2

I am trying to fit a model to my data, which has a dependent variable that can be 0 or 1.

I tried to fit a binomial glmer to the data, but the fit is pretty bad as you can see below. This puzzles me because this is quite a sigmoid so I thought I would get a great fit with that kind of model? Am I using the wrong model? (color is my data, black is the fit) plot bad fit

Here is the code I used on r

library(lme4)
library(ggplot2)

exdata <- read.csv("https://raw.githubusercontent.com/FlorianLeprevost/dummydata/main/exdata.csv")

model=glmer(VD~ as.factor(VI2)*VI1 + (1|ID),exdata, 
            family=binomial(link = "logit"), 
            control = glmerControl(optimizer = "bobyqa", optCtrl = list(maxfun=2e5)))
summary(model)
exdata$fit=predict(model, type = "response")

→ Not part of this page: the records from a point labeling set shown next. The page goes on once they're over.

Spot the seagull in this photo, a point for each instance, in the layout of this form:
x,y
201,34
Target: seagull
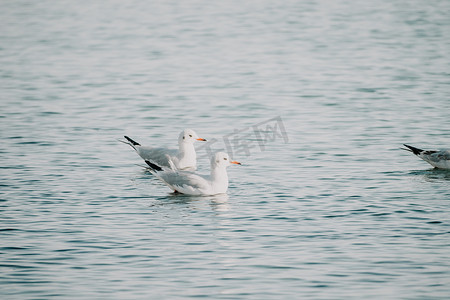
x,y
192,184
184,158
437,158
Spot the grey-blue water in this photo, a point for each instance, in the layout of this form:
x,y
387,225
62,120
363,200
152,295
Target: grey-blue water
x,y
337,211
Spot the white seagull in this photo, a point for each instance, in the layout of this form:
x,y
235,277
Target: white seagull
x,y
437,158
193,184
184,158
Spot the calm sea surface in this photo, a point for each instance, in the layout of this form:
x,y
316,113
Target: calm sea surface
x,y
337,211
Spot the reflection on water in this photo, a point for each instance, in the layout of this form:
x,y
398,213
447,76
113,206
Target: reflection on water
x,y
336,211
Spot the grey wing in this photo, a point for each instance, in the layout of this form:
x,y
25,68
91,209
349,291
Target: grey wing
x,y
184,182
440,155
158,156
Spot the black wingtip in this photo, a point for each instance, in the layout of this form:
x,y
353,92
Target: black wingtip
x,y
414,150
134,143
153,166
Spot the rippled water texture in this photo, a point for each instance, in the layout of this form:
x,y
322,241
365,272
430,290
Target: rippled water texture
x,y
337,212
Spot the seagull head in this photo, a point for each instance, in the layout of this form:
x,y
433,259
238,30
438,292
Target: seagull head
x,y
189,136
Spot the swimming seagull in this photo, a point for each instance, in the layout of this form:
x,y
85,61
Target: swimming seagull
x,y
193,184
184,158
437,158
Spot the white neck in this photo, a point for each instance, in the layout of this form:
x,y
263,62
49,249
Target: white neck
x,y
219,178
187,156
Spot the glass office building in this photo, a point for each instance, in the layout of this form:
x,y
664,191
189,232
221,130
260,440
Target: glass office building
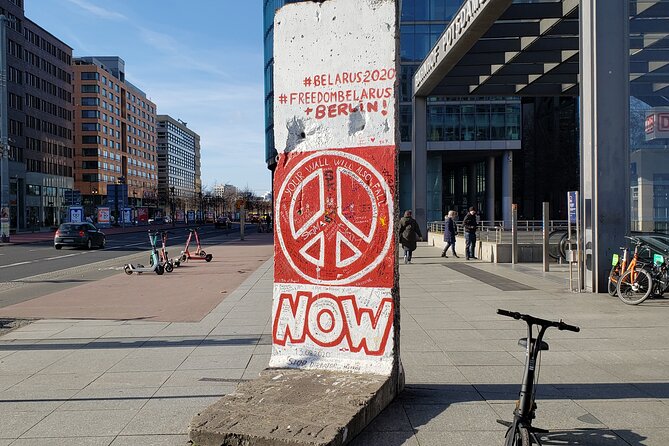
x,y
467,136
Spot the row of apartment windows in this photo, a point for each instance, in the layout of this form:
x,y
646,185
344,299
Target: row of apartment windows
x,y
48,167
99,165
135,100
17,51
141,123
177,132
140,113
14,22
48,147
181,158
47,107
44,191
48,127
39,83
47,46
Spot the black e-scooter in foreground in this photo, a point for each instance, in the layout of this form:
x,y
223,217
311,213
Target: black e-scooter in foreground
x,y
521,432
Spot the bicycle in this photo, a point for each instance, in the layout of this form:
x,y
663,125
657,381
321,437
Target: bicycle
x,y
520,431
620,267
636,283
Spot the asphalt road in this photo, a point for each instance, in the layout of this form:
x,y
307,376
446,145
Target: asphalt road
x,y
35,269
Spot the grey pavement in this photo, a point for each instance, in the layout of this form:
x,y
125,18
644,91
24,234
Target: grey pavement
x,y
107,382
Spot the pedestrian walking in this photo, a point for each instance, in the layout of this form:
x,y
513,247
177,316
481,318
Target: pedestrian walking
x,y
449,233
470,224
409,235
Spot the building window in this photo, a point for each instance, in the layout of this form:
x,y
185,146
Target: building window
x,y
90,101
90,126
89,76
90,89
90,139
33,189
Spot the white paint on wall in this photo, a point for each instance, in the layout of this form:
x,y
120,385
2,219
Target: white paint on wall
x,y
335,75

ggplot(exdata,aes(VI1, VD,  color=as.factor(VI2),
                     group=as.factor(VI2))) + 
  stat_summary(geom="line", size=0.8) +
  stat_summary(aes(y=(fit)),geom="line", size=0.8, color="black") +
  theme_bw()

And I tried without the random effect to see if it would change but no...

ggplot(exdata, aes(x=VI1, y=VD, color=as.factor(VI2),
                      group=as.factor(VI2))) + 
  stat_summary(fun.data=mean_se, geom="line", size=1)+
  stat_smooth(method="glm", se=FALSE, method.args = list(family=binomial), color='black')

Here is the data:https://github.com/FlorianLeprevost/dummydata/blob/main/exdata.csv

FloLe
  • 41
  • 5

1 Answers1

1

tl;dr I don't think these data are as sigmoidal as you think. In particular, a logistic regression estimates a sigmoid curve that ranges from 0 to 1, whereas yours levels out (sort of) at 0.9. In much more detail:

slightly streamlined data import/model fitting

library(lme4)
library(ggplot2)
library(dplyr)

exdata <- (read.csv("https://raw.githubusercontent.com/FlorianLeprevost/dummydata/main/exdata.csv")
    |> mutate(across(VI2, factor))
)
model <- glmer(VD~ VI2*VI1 + (1|ID),
            exdata, 
            family=binomial(link = "logit")) 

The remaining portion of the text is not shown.